According to McKinsey’s research, only about 39% of companies said they experienced a real increase in profit from AI investments. This means that most companies have not yet reached “enterprise-wide performance.” There is also a complex, intertwined data environment behind this. The explanation is that enterprise resource planning) (ERP) systems introduced at different times, data that was not integrated after mergers and acquisitions, and information structures fragmented by department are blocking the use of AI.

Start with core issues, not easy tasks

Padhi identified a mistake many companies make here: taking an “approach that starts with easy tasks.” Even if dozens of small pilots that seem to deliver quick results are run, it is difficult to turn them into meaningful change unless they spread across the entire organization. Instead, he emphasized that solving the most difficult and important business problems first concentrates the organization’s attention and resources, and that change management and capability building follow along.

He said that resolving issues that directly affect corporate value is what makes everyone pay attention first. Meanwhile, he diagnosed that even if simple use cases succeed, they are likely to be treated inside the organization as “side experiments,” making it hard to gain momentum for expansion. This is the interpretation of why, despite many AI investments, performance looks blurred.

McKinsey’s solution and leadership change

McKinsey proposed an “AI management operating system” as its solution. This is an operating model that embeds AI into day-to-day work flows within a structure that stays connected from the CEO to frontline practitioners, enabling faster decision-making. In particular, Padhi claimed that companies that implement their core business structure in a highly precise digital twin form can shorten new product launch cycles by 70% or more.

He also expected that leadership criteria in the future will change significantly. First, he stressed that executives must understand the technology themselves, and it should not be handed off only to external parties or operating departments. In addition, he said that execution speed and human judgment are becoming more important.
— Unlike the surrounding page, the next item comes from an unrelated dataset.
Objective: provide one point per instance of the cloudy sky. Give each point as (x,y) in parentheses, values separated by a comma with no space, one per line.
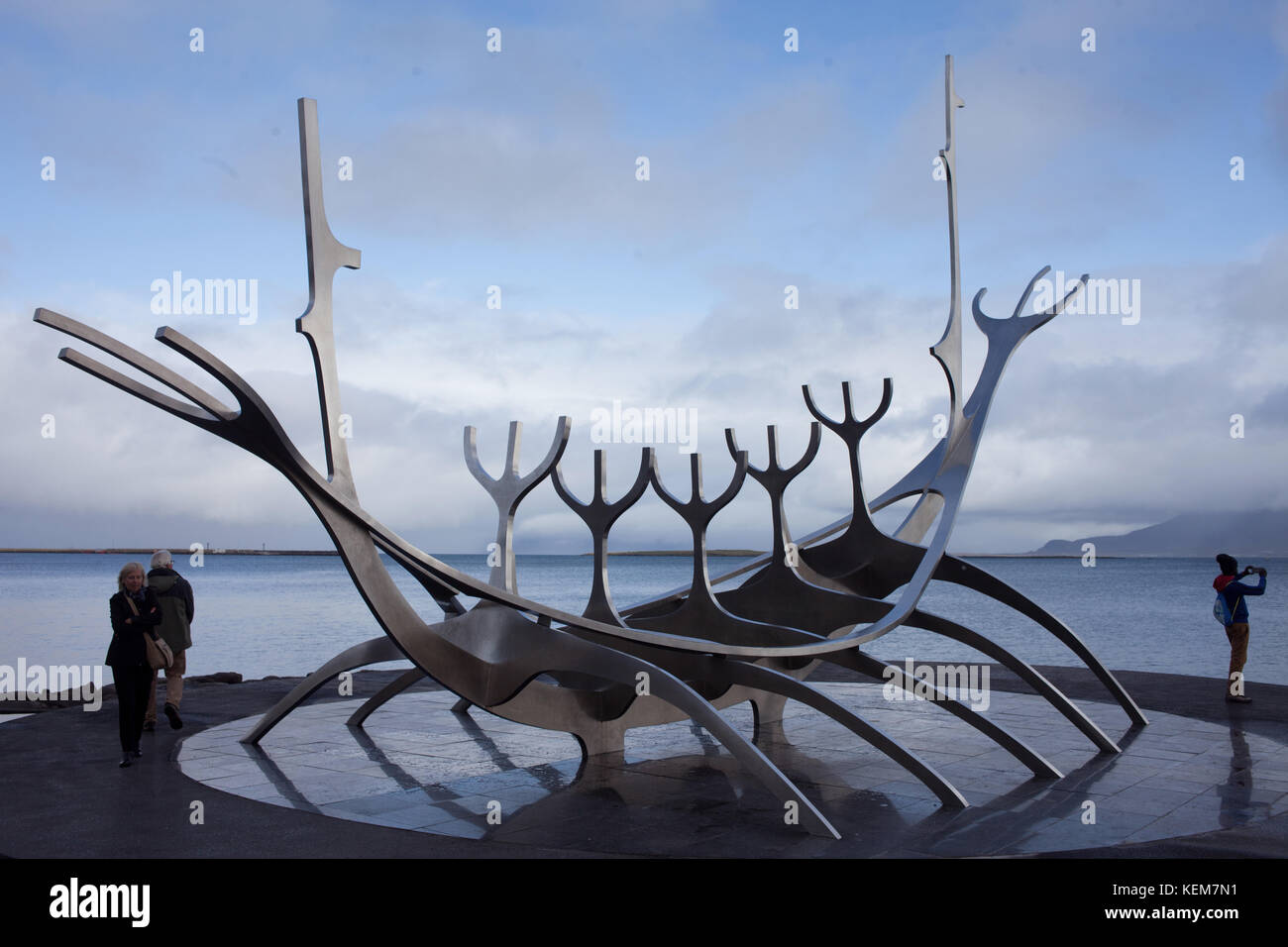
(129,157)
Although information can be obtained more easily, how that information is used and what decisions are made ultimately depend on uniquely human capabilities such as empathy, kindness, and judgment.

This remark is drawing even more attention because it comes at a time when Google Cloud is moving to fully expand its “agent-based infrastructure.” In the market, people say that while competition in AI investment will continue to heat up, the real contest is increasingly likely to be decided by organizational operations and leadership rather than by model performance. Ultimately, the real question in this technology cycle is becoming less about “whether AI has been adopted” and more about “whether AI has been made into a management system.”